Said Lee in a statement, “California has more billionaires than any other state. Ultra-wealthy millionaires and billionaires generate their wealth from California’s robust and diverse economy, while many Californians live paycheck to paycheck. The ultra-rich are able to take advantage of tax-avoidance strategies that ordinary people have no access to, with the wealth they accumulate in stocks and property skyrocketing untaxed. Meanwhile, working Californians shoulder the burden to pay for our roads, schools, infrastructure, and so much more.”

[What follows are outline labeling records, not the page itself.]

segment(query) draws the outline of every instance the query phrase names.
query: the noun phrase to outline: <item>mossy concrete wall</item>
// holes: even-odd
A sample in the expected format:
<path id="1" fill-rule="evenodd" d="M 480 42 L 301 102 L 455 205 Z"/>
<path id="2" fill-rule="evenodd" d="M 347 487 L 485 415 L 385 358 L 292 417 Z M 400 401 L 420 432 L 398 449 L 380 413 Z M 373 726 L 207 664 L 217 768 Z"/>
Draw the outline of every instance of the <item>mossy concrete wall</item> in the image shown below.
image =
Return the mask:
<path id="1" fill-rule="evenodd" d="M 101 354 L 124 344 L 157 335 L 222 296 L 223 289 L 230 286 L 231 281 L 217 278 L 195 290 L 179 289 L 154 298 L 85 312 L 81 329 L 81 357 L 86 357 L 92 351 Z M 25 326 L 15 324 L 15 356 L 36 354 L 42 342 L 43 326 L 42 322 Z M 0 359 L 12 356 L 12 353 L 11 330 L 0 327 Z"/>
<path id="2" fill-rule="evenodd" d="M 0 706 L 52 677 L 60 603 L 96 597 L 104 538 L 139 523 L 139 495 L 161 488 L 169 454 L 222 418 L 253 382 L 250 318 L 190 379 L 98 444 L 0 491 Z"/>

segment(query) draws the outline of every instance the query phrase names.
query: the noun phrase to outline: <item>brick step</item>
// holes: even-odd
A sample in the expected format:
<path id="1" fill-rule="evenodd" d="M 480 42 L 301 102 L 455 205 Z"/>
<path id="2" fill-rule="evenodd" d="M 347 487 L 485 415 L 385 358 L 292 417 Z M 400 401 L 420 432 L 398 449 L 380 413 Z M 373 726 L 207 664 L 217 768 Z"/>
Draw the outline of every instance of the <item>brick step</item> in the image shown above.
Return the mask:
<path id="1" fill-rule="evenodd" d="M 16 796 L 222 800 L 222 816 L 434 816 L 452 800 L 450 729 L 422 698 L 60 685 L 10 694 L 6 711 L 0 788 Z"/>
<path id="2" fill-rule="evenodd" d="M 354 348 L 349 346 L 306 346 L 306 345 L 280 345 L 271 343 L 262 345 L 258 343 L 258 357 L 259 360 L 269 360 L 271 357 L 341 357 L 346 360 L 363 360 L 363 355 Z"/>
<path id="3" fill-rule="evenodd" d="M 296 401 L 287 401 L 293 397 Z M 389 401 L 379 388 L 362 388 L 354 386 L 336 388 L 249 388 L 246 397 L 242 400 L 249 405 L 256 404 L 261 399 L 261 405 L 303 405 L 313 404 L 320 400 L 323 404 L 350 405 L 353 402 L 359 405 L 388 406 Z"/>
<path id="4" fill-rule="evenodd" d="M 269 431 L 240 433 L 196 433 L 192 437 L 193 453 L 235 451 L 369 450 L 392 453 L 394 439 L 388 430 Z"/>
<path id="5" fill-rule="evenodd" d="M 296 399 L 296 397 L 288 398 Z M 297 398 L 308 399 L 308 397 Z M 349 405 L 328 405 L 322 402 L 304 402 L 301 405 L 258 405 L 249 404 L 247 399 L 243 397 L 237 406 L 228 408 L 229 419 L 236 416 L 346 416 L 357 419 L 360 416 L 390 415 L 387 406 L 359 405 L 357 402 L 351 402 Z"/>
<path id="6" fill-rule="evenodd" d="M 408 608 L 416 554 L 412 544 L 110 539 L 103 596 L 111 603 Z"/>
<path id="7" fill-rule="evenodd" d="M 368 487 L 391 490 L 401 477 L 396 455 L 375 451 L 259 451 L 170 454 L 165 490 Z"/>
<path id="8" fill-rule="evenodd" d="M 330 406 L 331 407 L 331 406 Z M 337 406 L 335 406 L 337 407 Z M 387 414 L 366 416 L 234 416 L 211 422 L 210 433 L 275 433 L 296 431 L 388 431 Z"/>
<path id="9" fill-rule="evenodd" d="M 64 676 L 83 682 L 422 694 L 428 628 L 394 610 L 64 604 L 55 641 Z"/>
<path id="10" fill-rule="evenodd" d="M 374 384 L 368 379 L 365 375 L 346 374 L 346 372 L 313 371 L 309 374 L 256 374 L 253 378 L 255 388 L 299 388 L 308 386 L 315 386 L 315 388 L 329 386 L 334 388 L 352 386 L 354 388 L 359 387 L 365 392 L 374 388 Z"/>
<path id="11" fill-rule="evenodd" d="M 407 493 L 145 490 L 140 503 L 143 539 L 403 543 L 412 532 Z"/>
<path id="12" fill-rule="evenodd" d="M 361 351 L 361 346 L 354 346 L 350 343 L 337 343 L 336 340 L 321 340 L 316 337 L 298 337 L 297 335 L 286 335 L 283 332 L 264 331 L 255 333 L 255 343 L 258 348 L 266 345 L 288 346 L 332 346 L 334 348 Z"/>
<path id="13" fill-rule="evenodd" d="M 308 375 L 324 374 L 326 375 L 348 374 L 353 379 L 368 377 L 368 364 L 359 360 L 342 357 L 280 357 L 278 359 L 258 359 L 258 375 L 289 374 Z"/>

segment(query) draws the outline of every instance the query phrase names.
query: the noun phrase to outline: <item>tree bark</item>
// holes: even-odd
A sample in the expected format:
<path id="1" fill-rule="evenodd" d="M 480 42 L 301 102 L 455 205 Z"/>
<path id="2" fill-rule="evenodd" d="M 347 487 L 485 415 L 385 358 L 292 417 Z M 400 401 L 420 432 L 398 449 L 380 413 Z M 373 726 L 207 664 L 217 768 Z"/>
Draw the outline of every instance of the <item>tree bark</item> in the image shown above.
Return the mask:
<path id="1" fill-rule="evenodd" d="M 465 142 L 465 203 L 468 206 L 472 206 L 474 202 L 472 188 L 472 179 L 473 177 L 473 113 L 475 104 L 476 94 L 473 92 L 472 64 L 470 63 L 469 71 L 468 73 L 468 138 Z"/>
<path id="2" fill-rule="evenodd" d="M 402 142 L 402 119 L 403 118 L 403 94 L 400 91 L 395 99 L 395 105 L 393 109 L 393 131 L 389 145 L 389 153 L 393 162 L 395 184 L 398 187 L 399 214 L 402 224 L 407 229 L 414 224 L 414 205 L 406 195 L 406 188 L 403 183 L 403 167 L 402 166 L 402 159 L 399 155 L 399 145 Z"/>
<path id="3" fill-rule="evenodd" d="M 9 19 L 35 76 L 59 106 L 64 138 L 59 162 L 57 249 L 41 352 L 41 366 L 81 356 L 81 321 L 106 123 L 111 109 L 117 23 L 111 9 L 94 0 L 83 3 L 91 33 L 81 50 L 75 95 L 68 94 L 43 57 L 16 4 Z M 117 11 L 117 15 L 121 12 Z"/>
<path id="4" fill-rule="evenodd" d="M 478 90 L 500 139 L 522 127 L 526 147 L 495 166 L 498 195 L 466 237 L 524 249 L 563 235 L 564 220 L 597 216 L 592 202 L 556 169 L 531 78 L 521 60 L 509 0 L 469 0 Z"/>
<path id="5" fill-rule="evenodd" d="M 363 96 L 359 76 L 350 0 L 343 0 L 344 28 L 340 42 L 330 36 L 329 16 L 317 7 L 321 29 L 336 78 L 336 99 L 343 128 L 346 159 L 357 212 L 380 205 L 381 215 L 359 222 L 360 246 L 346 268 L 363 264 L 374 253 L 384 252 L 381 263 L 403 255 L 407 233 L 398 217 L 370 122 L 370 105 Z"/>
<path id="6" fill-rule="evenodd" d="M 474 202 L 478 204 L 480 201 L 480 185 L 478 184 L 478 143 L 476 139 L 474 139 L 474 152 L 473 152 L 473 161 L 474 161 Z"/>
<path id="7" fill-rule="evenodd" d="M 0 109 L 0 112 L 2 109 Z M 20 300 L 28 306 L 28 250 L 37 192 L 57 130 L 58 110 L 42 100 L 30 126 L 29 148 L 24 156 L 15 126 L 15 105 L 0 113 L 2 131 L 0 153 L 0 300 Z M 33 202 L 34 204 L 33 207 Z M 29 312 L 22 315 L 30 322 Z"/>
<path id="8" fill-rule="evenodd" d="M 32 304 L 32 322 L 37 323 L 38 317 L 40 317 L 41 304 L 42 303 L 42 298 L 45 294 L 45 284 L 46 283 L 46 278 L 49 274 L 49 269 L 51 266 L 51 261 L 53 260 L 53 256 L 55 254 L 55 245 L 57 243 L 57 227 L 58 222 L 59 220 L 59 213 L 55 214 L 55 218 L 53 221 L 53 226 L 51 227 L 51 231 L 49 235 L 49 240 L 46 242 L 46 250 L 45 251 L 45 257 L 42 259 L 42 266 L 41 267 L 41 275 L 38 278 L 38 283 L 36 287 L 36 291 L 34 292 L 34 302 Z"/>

Lee’s office noted that the ultra-wealthy generally are not subject to income tax since they don’t have to work to make a living. Instead, because they live off their wealth, they can bypass income taxes. Even CEOs like Mark Zuckerberg and Larry Ellison, despite going into work, famously take $1 salaries and avoid dealing with income tax. “The ultra-wealthy accumulate vast amounts of wealth through assets like stocks, bonds, real property, and other investments. Capital gains taxes can be avoided by borrowing against these assets without selling,” Lee’s staff explained in an email.
This phenomenon is not limited to California; it is observed nationwide.
Lee continued, “California is confronted with pressing challenges on many fronts, including the severe housing crisis, rising levels of food insecurity, and one of the largest income inequality gaps in the U.S. As we tackle a major budget deficit, the state has to find ways to sustain investments for all Californians, especially our most vulnerable populations.”
Update: Assemblymember Lee’s office released a statement stating that the bill did not receive sufficient votes and was held by committee.